Let us understand how to perform conditional operations using CASE and WHEN in Spark.

  • CASE and WHEN is typically used to apply transformations based upon conditions. We can use CASE and WHEN similar to SQL using expr or selectExpr.

  • If we want to use APIs, Spark provides functions such as when and otherwise. when is available as part of pyspark.sql.functions. On top of column type that is generated using when, we should be able to invoke otherwise.

Using expr for Conditional Transformations

CASE and WHEN can be used to define conditional transformations in Spark. Here is an example using expr with a code highlighter:

employeesDF. \
    withColumn(
        'bonus', 
        expr("""
            CASE WHEN bonus IS NULL OR bonus = '' THEN 0
            ELSE bonus
            END
            """)
    ). \
    show()

Using when Function for Conditional Transformations

Spark also provides the when function for conditional transformations.
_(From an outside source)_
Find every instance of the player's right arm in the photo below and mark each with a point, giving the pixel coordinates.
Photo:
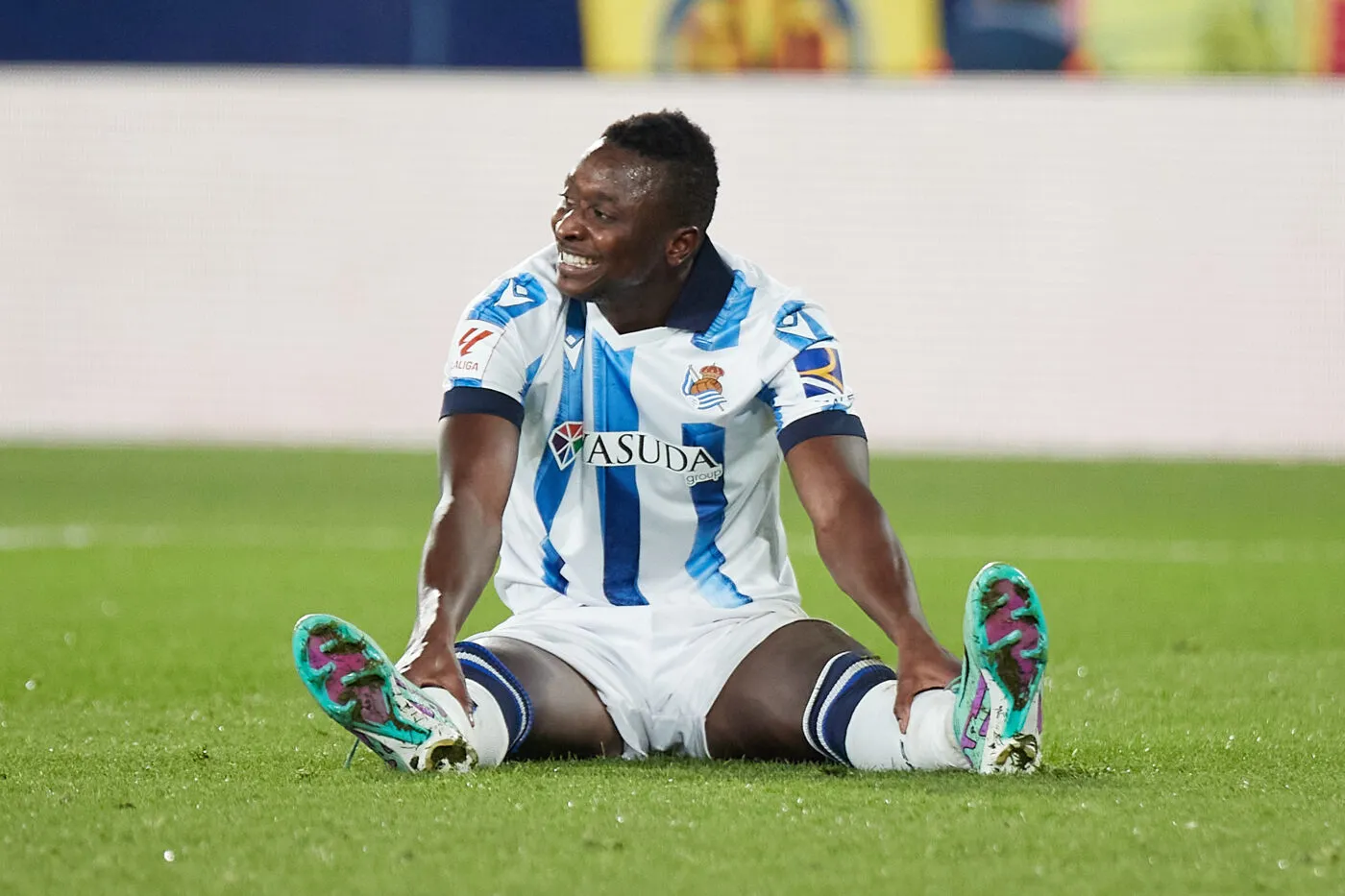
(486, 381)
(477, 458)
Here is an example using when with a code highlighter:

from pyspark.sql.functions import when

employeesDF. \
    withColumn(
        'bonus',
        when((col('bonus').isNull()) | (col('bonus') == lit('')), 0).otherwise(col('bonus'))
    ). \
    show()

Watch the video tutorial here

Hands-On Tasks

  1. Transform the ‘bonus’ column to 0 if it is null or empty, otherwise keep the bonus amount.
  2. Create a dataframe using a list called ‘persons’ and categorize them based on age ranges.

Conclusion

In this article, we explored how to use CASE and WHEN in Spark for conditional transformations. It is a powerful feature that allows us to apply transformations based on specific conditions. Try out the hands-on tasks to practice what you’ve learned and feel free to engage with the community for further learning.